An ally amid affliction


Azmyl Yunor

R.E.M. performing in Montreux, Switzerland, in July 1999. The band’s 1987 track It’s the End of the World as We Know It (And I Feel Fine) makes a resurgence as coronavirus panic heightens. – EPA pic, March 22, 2020.

MUSIC, as the saying goes, is the best companion.

It keeps us company through grief, joy, and now, self-isolation, which has given me ample time to self-reflect even though it’s only the second day of the movement-control order as I write this.

I was a teen hurtling towards young adulthood in the 1990s, an era whose popular rock songs often expressed strong themes centred around the now-familiar ones of isolation, depression, loss of innocence and existential angst, among others.

The internet was in its infancy and listening to music online unheard of in the mid-90s, so the youth of those days were pretty uniform in their music references and fashion sense. It was a time of furrowed brows and frowns, flannel and torn jeans (which gave rise to mass-produced pre-torn jeans), greasy long hair, and smudged Converse sneakers and oversized band T-shirts (bought at Sungei Wang).

None of my peers could dance. In fact, it was uncool.

The particular strain (that in-vogue word again) of rock music that permeated post-adolescents then was grunge, which can be traced back to Seattle in Washington. The city birthed seminal bands like Soundgarden, Alice in Chains, Mudhoney and Screaming Trees, and later, two superstar outfits that defined the popular culture of that era: Pearl Jam and Nirvana.

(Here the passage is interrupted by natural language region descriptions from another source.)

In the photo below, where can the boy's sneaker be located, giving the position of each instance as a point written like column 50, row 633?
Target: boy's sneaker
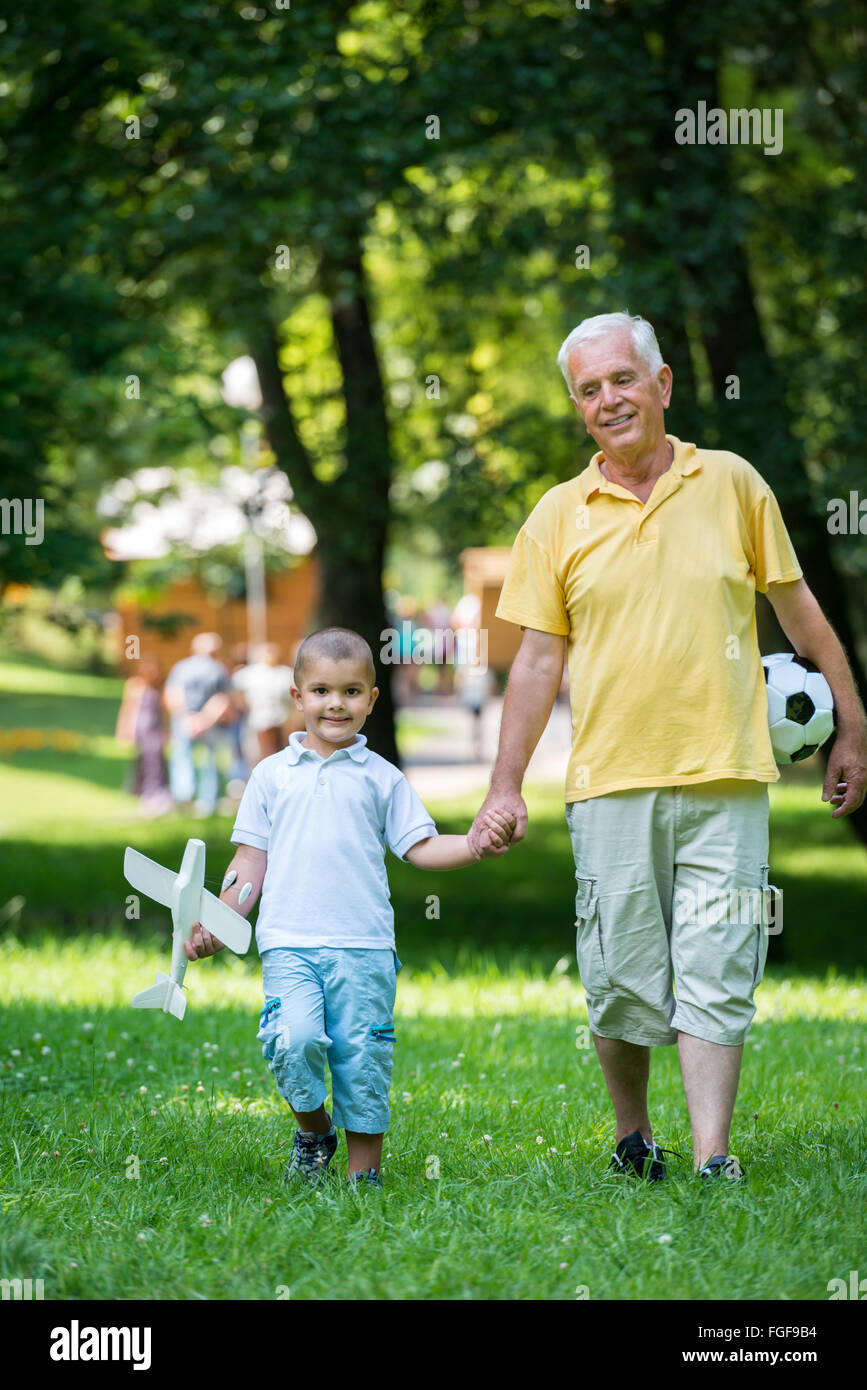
column 637, row 1158
column 723, row 1165
column 370, row 1179
column 311, row 1154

Of course, these bands alone weren’t representative of the entire rock world at the time, but with the help of the hype machine and traditional media, they were the common references one made when discussing rock in the 90s.

In short, being depressed and disaffected was cool.

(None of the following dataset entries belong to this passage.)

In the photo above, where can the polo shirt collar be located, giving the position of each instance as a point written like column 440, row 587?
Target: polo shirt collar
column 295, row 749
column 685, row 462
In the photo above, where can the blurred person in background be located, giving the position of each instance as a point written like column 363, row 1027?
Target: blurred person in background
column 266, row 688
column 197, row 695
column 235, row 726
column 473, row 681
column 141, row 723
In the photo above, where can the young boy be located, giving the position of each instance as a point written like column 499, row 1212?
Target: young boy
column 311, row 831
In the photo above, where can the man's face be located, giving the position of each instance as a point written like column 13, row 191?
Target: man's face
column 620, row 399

Judging by the swelling number of local Kurt Cobain and Eddie Vedder wannabes in college bands (a jamming studio near my college even put up a sign that said “Please do not play Smells Like Teen Spirit”), grunge crossed over successfully.

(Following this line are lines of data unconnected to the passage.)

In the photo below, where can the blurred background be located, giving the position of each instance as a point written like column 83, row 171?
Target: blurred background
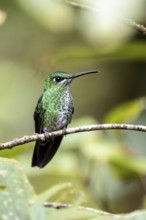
column 107, row 169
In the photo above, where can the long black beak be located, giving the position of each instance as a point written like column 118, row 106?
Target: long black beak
column 83, row 73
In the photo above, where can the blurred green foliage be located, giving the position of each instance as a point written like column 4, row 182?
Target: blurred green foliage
column 107, row 169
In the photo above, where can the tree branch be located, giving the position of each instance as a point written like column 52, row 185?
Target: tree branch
column 46, row 136
column 64, row 206
column 130, row 22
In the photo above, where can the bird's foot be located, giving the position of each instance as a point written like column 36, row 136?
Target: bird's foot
column 64, row 131
column 46, row 134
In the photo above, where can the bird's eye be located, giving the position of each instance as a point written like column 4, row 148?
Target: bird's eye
column 57, row 79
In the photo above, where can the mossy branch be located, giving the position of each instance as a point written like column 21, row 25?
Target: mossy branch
column 67, row 131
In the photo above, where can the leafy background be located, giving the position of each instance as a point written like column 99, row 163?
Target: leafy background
column 106, row 170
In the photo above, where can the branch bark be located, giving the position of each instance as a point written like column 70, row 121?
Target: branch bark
column 46, row 136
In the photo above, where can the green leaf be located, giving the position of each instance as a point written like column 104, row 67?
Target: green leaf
column 126, row 112
column 15, row 191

What really rocked my tiny world, however, was the collegiate jangle of R.E.M., whose 1987 song It’s the End of the World as We Know It (And I Feel Fine) made a comeback this past week as the globe surged in panic over Covid-19, according to Billboard. They were elder statesmen to the grunge bands, and are still held in high esteem. Their upbeat melody (which belies the darker themes expressed in the cryptic, stream-of-consciousness lyrics of frontman Michael Stipe) contrasts starkly with the doom-and-gloom distortion and drawl of grunge.

As grunge somehow transplanted itself comfortably into the suburbs and jamming studios of a more or less economically prosperous and politically stable Malaysia, I felt like a weirdo for liking what I liked. The kids in the suburbs – as I found out when I was in college – were the ones inspired by this mass-produced disaffection (rock kapak and rock ballads were the order of the day elsewhere). In hindsight, things were good; it was pre-Reformasi, pre-economic crisis, and we were one of the “Asian tigers”. Ignorant in our youthful bliss.

Fast-forward to the present. With all the recent shenanigans and crises, the music popular among and being made by Malaysian youth (I learnt through my students) is upbeat, nostalgic (the 80s) and insurgently innocent. They’re smiling, well-groomed, donning pastel-inspired fashion – and they all can dance. They don’t rock.

As much as I’m perplexed, I’ve also come to realise that when times are trying, the cultural reaction is to resist. What we’re experiencing today is unprecedented, and I’m curious to hear the music that will be made in its wake.

As my peers acquaint themselves with middle-age grumpiness, I try to tamper my bewilderment with curiosity. In the meantime, the soundtrack of the recent past, like R.E.M.’s, continues to inform and locate us emotionally, while offering us familiar companionship in unfamiliar times.

If we remain calm and rational, things should start to get interesting soon. To quote another 90s band, the end is the beginning is the end. – March 22, 2020.

* Azmyl Yunor is a touring underground recording artiste, and an academic in media and cultural studies. He has published articles on pop culture, subcultures and Malaysian cultural politics. He adheres to the three-chords-and-the-truth school of songwriting, and Woody Guthrie’s maxim “All you can write is what you see”. He is @azmyl on Twitter.

* This is the opinion of the writer or publication and does not necessarily represent the views of The Malaysian Insight. Article may be edited for brevity and clarity.